Ciceroneando

Esta narrativa pretende tão somente ser um alerta para aqueles que, neste mundo de crueldades, ainda acreditam que encontros fortuitos com estranhos possam produzir diálogos amigáveis ou mesmo marcar o início de novas amizades. Pois, ouçam-me.

Antônio Eurico, advogado de profissão, saía da garagem para um pequeno deslocamento no bairro em que morava. Ia à padaria mais próxima. Sua mãe o acompanhava. Fechado o portão, é abordado, antes de entrar no carro, por um jovem.

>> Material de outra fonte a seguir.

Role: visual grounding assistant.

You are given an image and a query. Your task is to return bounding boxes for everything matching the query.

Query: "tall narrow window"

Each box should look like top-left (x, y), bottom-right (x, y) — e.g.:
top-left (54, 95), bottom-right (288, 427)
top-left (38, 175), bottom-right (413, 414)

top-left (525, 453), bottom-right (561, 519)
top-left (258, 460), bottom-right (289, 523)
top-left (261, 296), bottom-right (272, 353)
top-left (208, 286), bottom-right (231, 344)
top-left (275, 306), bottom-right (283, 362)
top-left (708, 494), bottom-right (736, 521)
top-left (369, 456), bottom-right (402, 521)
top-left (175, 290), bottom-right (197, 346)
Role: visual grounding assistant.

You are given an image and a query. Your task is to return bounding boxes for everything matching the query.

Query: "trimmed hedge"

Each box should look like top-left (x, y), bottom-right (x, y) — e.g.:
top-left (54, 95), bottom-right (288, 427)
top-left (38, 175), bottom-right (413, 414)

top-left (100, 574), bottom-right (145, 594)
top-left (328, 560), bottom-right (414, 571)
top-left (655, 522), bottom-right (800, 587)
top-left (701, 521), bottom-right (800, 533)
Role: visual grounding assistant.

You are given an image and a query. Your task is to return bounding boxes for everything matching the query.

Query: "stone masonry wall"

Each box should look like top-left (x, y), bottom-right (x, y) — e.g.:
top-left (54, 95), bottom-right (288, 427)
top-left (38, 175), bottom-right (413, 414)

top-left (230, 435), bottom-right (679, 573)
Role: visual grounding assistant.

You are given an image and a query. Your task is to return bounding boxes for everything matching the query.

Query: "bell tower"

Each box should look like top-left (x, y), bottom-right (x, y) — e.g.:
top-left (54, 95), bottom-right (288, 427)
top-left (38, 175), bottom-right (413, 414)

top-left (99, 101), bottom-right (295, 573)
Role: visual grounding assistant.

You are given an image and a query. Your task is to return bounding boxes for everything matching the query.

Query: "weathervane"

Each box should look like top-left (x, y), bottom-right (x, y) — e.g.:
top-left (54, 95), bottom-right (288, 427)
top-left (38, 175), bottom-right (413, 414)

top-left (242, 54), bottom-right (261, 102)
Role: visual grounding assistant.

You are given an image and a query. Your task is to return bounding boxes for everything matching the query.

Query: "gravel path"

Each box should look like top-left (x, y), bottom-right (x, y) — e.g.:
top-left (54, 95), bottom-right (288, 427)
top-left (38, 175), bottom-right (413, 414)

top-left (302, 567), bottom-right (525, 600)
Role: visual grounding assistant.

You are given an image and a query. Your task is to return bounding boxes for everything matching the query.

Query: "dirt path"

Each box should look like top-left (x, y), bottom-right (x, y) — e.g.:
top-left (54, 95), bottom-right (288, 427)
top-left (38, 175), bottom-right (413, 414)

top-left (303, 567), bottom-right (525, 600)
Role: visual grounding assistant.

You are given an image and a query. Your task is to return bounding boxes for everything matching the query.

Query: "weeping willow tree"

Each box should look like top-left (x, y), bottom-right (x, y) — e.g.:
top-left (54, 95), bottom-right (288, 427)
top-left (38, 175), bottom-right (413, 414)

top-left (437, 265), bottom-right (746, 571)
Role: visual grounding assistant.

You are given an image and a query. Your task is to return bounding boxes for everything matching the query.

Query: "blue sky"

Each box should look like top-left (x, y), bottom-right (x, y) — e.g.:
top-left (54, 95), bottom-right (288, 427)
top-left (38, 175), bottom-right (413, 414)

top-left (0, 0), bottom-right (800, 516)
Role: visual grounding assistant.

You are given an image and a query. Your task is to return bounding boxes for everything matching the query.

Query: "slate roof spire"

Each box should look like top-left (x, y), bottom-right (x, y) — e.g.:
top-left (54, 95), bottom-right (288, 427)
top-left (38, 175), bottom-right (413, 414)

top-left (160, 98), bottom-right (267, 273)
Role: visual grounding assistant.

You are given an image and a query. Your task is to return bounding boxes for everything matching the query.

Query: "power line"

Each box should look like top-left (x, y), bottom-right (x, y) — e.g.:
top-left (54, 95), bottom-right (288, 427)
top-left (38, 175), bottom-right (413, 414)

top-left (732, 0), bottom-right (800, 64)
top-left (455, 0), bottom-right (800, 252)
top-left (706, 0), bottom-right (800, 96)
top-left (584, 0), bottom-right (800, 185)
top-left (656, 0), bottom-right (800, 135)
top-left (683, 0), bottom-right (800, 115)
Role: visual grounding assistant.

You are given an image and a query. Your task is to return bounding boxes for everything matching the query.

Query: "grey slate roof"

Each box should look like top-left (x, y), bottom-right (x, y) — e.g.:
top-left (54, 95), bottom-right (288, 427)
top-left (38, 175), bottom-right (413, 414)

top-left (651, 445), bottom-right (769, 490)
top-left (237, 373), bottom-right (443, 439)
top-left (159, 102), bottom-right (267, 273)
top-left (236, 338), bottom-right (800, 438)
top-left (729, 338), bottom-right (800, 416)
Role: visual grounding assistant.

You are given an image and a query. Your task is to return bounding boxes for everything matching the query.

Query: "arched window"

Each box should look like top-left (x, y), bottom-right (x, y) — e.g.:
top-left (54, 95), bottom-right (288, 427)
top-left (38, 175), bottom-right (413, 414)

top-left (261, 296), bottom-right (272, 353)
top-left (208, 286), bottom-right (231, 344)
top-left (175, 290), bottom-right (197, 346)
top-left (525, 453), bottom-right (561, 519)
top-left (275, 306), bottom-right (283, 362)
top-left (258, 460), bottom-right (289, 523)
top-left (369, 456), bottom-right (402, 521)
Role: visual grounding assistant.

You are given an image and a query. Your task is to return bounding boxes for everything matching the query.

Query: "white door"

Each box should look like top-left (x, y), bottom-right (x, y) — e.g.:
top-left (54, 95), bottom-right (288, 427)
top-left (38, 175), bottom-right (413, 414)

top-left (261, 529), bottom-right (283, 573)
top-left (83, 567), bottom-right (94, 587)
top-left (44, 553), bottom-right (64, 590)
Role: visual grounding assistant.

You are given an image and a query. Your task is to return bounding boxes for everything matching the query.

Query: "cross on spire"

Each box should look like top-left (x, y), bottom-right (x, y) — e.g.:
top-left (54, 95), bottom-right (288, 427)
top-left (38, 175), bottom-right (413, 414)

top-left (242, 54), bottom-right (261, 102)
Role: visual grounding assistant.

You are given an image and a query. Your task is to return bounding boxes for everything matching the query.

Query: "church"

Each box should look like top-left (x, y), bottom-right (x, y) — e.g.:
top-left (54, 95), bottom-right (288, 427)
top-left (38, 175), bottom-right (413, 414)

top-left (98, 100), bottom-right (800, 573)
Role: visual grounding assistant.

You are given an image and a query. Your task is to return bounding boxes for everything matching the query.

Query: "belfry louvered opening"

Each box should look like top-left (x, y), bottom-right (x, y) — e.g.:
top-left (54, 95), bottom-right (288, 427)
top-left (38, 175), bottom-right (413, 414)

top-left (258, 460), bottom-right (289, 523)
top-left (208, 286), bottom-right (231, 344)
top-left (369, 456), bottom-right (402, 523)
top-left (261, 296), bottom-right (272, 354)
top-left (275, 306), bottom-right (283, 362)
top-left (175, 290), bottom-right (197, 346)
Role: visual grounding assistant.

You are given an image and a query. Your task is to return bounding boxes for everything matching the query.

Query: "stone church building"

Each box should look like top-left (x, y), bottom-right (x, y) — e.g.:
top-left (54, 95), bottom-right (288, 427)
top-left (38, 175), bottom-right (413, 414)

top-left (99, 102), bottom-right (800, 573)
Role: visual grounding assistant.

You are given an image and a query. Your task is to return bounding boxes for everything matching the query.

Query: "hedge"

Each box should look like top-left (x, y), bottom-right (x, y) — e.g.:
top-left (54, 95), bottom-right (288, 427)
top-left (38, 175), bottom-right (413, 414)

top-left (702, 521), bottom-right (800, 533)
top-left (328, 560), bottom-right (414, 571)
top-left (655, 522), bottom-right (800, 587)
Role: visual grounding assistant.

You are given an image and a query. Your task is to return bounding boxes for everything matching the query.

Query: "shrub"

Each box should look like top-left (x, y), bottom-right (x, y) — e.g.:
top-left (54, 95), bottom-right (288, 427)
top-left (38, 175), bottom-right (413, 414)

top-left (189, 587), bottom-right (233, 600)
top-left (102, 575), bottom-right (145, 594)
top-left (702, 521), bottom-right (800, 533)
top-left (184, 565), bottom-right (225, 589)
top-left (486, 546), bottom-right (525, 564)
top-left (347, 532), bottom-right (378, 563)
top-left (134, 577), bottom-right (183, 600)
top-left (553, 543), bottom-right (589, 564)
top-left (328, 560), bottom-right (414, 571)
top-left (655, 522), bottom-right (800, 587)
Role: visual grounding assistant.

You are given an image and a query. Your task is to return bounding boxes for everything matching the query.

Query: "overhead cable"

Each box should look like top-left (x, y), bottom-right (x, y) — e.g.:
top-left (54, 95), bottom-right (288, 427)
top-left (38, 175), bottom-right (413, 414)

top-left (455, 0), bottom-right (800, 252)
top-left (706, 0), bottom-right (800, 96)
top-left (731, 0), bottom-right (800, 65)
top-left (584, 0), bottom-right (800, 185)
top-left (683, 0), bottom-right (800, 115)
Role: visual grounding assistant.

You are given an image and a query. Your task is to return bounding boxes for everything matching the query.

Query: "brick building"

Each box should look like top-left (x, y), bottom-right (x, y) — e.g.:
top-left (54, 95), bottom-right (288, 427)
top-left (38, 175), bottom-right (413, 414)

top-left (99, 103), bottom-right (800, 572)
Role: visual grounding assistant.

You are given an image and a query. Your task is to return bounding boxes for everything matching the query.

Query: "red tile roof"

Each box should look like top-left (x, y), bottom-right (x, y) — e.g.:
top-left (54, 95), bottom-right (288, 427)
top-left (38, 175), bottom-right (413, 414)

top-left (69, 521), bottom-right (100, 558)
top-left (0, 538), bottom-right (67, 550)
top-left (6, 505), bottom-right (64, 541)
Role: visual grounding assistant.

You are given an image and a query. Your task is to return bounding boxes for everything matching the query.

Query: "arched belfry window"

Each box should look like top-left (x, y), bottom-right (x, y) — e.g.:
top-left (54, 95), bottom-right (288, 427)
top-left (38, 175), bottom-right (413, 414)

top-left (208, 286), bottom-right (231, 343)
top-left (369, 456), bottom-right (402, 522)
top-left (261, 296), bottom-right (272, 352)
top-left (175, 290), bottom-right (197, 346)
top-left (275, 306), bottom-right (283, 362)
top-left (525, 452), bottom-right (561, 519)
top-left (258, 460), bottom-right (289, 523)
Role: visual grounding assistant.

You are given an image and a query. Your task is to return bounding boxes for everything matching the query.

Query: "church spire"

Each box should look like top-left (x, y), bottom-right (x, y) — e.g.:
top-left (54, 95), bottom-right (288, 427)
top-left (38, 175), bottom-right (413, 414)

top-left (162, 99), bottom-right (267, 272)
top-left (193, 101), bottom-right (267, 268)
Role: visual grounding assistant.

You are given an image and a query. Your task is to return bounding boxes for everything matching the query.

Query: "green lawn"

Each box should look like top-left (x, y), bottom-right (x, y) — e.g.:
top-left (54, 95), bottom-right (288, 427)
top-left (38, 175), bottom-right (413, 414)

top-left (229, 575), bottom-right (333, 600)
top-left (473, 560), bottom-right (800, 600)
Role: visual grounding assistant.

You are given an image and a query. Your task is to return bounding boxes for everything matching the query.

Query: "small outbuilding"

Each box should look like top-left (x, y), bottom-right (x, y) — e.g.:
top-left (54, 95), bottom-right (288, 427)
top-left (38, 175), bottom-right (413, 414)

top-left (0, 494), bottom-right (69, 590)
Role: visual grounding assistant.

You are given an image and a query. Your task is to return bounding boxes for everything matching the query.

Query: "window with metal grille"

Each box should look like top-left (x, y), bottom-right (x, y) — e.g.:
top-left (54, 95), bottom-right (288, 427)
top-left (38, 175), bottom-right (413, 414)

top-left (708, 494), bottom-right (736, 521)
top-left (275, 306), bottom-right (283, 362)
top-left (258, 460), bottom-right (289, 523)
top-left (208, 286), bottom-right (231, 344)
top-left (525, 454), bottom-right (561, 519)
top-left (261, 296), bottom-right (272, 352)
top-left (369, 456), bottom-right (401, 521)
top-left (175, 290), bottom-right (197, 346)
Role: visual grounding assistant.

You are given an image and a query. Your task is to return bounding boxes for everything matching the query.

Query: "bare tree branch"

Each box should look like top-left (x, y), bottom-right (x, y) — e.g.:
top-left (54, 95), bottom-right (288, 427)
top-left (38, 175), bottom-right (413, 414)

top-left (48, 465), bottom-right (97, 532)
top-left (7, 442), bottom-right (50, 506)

- Moço, por favor, como faço para chegar ao centro da cidade? Peguei o ônibus errado. Eu ia para o bairro de Lourdes e vim parar aqui.

Num relance, Antônio Eurico reparou no jovem claro, de bermuda, tênis e camisa do Flamengo.

- Bem, é fácil, veja...

Ia descrever o trajeto, mas resolveu facilitar as coisas, convidando o jovem a entrar no carro.

A ideia era levá-lo até à padaria e, de lá, indicar-lhe o caminho. Tudo muito simples, visto que o subúrbio em que estavam não é grande e fica perto do centro. Dona Cândida, a mãe bondosa, fê-lo mudar o trajeto:

- Filho, leve o moço ao centro. É tão pertinho.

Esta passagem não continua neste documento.